One should not fault Faisal Mir. The problem here is not with the candidate, but the with the party he belongs to. Given the party’s presence in this part of Pakistan, one is not sure, whether any of the big names from PPP would even contemplate of contesting from Lahore.  From the days of Zulfikar Ali Butto, the PPP’s decline not only in Lahore, but in northern districts of Punjab has been spectacular. Even in the 2008 election, the PPP performed relatively better in Lahore; it was able to garner around twenty five percent of the votes polled then in the same constituency. 

If this election is likely to be a yardstick, one could be certain that the PPP is unlikely to get revived in Punjab. PTI is taking over as the primary opposition to the PML-N in the most important province of Pakistan. This would mean something for the PTI in the next general elections.

The Religious and Radical Parties: No More Marginal?
Of the numbers, the most talked about is neither the PML-N, nor the PTI, despite these parties occupying the first two positions and polling around 108,000 votes. Two parties – Milli Muslim League (MML) and Labbaik Ya Rasulallah (LYR) have become the focus of post election discussion.

Two candidates of these two parties (though technically one contested as an independent, as the Election Commission is yet to recognize the MML) have secured eleven percentage of the total votes polled, and have come third and fourth, above the PPP!

The Milli Muslim League is the political face of Hafiz Saeed, JuD and the Lashkar-e-Toiba. The LYR is another coalition of radical groups that has been demanding  the imposition of blasphemy laws and openly supporting Mumtaz Qadri, the assassin of Punjab Governor - Salman Taseer. Sheikh Azhar Hussain Rizvi backed by LYR polled six percent of the votes, while Yaqoob Shaikh supported by the MML polled fiver percent.

Just eleven percent, so why should one be worried? Aren’t they the marginal?

The fact that both the political parties are a recent formation and few months old should be cause of concern, especially when decades old national party such as the PPP cannot match these recent and radical groups. Even if it is eleven percent, look at the geography. This is Lahore, the heart of Pakistan, and not Bajour or Waziristan in the periphery. This is in Punjab, supposedly the bulwark province against radicalization. 

Another warning point is – the above two are not just religious political parties such as the Jamaat-e-Islami or JUI. These are political parties and still believe in democratic contest. MML and LYR are radical groups and have secured more votes than the religious parties. JI’s Ziauddin Ansari could secure only 105 votes!

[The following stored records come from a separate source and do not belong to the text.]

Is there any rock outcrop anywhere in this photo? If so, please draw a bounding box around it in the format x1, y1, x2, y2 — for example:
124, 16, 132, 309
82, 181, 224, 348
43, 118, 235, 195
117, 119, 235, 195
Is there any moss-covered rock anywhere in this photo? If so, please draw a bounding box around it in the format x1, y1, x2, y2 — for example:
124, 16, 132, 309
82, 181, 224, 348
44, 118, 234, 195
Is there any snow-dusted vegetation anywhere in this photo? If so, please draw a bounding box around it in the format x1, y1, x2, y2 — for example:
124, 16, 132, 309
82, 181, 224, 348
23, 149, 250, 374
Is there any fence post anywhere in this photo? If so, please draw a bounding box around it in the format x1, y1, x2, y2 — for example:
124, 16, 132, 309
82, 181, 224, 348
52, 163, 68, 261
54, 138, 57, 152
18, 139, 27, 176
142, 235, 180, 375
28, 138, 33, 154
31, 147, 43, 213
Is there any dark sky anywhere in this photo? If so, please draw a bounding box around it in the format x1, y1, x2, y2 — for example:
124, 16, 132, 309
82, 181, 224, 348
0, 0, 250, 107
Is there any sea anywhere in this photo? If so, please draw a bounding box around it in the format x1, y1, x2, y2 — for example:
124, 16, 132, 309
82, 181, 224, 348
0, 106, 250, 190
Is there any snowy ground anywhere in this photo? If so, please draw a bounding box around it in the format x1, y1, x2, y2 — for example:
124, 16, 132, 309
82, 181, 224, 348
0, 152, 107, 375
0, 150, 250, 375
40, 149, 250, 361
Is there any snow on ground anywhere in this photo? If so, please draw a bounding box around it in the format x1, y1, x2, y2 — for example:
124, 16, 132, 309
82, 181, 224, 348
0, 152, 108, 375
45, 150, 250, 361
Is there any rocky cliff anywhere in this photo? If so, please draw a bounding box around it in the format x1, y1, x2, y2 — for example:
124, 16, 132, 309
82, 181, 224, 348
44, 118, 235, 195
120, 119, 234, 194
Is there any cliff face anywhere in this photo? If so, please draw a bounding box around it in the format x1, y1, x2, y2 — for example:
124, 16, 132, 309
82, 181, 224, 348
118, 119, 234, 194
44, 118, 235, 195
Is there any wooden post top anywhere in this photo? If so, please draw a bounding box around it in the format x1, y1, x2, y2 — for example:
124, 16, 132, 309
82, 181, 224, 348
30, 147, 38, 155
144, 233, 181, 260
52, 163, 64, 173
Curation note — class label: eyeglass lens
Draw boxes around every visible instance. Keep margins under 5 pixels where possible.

The larger danger for Punjab comes from the question – whether radical groups such as the MML and LRY will be an aberration, or a new trend? The PML-N could attract the right wing votes in Punjab until now. Is the extreme Right in Punjab deserting the PML-N, and find a voice of their own?

The question in this context is whether eleven percent or not. It is about the likely political space that the radical groups would occupy. Even if it is less than ten percent, it would still be dangerous.

The only less dangerous explanation for this eleven percent for radical groups in Lahore – could be that they have a strong presence. Run through their own sets of mosques, they have strong reach, however limited it could be. If the reality is otherwise, that would be a larger threat not only to Lahore and Punjab, but to entire Pakistan.